UK Multi-hospital Longitudinal Chest Radiograph Dataset for Patient Reidentification (2006–2019)
2025-12-03https://doi.org/10.1148/atlas.1764779953165
42
Overview
Schema Version
https://atlas.rsna.org/schemas/2025-11/dataset.json
Name
UK Multi-hospital Longitudinal Chest Radiograph Dataset for Patient Reidentification (2006–2019)
Link
https://pmc.ncbi.nlm.nih.gov/articles/PMC10698609
Indexing
Keywords: chest radiograph, patient reidentification, deep metric learning, longitudinal imaging, identity confirmation, database retrieval, GAN explainability
Content: CH, RS
Author(s)
Matthew S. Macpherson
Charles E. Hutchinson
Carolyn Horst
Vicky Goh
Giovanni Montana
Organization(s)
University of Warwick
University Hospitals Coventry and Warwickshire NHS Trust
King’s College London
Guy’s and St Thomas’ NHS Foundation Trust
Alan Turing Institute
Contact
Giovanni Montana (corresponding author)
Funding
Supported by the Wellcome Trust (research grant) and the Engineering and Physical Sciences Research Council (EPSRC) student funding.
Ethical review
Data gathered by six UK hospitals (2006–2019) following national governance (Governance Arrangements for Research Ethics Committees) and NHS data opt-out procedures; data previously collected as part of care and support and used as nonidentifiable information.
Comments
Retrospective multi-institutional dataset of adult frontal chest radiographs with free-text reports, assembled for training and evaluation of a patient reidentification deep metric learning model and longitudinal abnormality analysis.
Date
Published: 2023-09-20
Created: 2006-01-01
References
[1] Macpherson MS, Hutchinson CE, Horst C, Goh V, Montana G. "Patient Reidentification from Chest Radiographs: An Interpretable Deep Metric Learning Approach and Its Applications". Radiology: Artificial Intelligence. 2023-11-01. doi:10.1148/ryai.230019. PMID: 38074779. PMCID: PMC10698609.

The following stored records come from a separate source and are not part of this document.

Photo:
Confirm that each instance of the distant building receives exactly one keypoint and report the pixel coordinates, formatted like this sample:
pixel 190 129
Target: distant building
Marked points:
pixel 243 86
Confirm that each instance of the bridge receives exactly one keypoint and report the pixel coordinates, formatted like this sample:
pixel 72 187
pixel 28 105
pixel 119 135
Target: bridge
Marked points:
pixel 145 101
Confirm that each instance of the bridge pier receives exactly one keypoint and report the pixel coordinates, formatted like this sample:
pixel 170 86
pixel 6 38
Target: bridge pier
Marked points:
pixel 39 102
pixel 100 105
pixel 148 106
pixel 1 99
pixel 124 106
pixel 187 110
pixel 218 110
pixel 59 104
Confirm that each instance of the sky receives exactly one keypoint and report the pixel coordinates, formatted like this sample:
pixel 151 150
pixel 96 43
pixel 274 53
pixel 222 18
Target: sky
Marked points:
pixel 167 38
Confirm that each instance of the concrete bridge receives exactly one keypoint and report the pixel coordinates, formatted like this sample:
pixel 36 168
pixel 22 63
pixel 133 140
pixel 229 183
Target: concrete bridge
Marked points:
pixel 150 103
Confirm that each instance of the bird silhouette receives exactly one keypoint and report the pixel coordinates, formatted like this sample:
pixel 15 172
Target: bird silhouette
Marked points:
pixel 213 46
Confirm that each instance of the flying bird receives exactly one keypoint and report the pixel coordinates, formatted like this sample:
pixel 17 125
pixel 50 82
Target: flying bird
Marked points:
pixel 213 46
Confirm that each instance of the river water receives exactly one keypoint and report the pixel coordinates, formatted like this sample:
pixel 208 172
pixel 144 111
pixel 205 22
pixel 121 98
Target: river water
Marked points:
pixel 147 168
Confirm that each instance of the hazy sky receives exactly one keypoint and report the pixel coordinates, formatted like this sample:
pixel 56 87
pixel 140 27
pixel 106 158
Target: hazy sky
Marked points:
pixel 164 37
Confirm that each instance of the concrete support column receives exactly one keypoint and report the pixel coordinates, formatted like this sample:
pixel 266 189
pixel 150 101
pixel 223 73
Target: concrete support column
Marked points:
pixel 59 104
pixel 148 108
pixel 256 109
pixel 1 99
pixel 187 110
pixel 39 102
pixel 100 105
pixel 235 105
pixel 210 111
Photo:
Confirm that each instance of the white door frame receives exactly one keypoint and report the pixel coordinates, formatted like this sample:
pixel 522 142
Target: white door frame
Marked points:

[2] Wang X, Peng Y, Lu L, Lu Z, Bagheri M, Summers RM. "ChestX-Ray8/ChestX-ray14 dataset". CVPR 2017. 2017-01-01. Available from: https://nihcc.app.box.com/v/ChestXray-NIHCC
[3] Irvin J, Rajpurkar P, Ko M, et al.. "CheXpert: a large chest radiograph dataset with uncertainty labels and expert comparison". AAAI 2019. 2019-01-01.
[4] Johnson AEW, Pollard TJ, Berkowitz SJ, et al.. "MIMIC-CXR, a de-identified publicly available database of chest radiographs with free-text reports". Scientific Data. 2019-01-01. PMID: 31831740. PMCID: PMC6908718. Available from: https://physionet.org/
Dataset
Motivation
To train and interpret a deep learning model for patient reidentification from chest radiographs and assess longitudinal identity change as a biomarker for emerging abnormalities.
Sampling
All available chest radiograph DICOM files from PACS at six hospitals (2006–2019), excluding patients <16 years, nonfrontal images, corrupt/derived images, images without reports, and patients with only one scan.
Partitioning scheme
Split by patient identity into training (85%), validation (5%), and test (10%).
Missing information
Detailed patient metadata such as height/weight and clinical outcomes not available.
Relationships between instances
Longitudinal series per patient with varying time intervals; abnormality status varies over time.
Noise
Some images in external datasets were poorly aligned or cropped, contributing to false-positive matches.
External data
External validation performed on ChestX-ray14, CheXpert, and MIMIC-CXR public datasets.
Confidentiality
Pseudoanonymized patient identifiers; nonidentifiable information used; reports processed via NLP for labels.
Re-identification
Study demonstrates high reidentification performance using image content alone, underscoring potential privacy risks in de-identified chest radiograph datasets.
Sensitive data
Adult patient medical images and associated free-text radiology reports.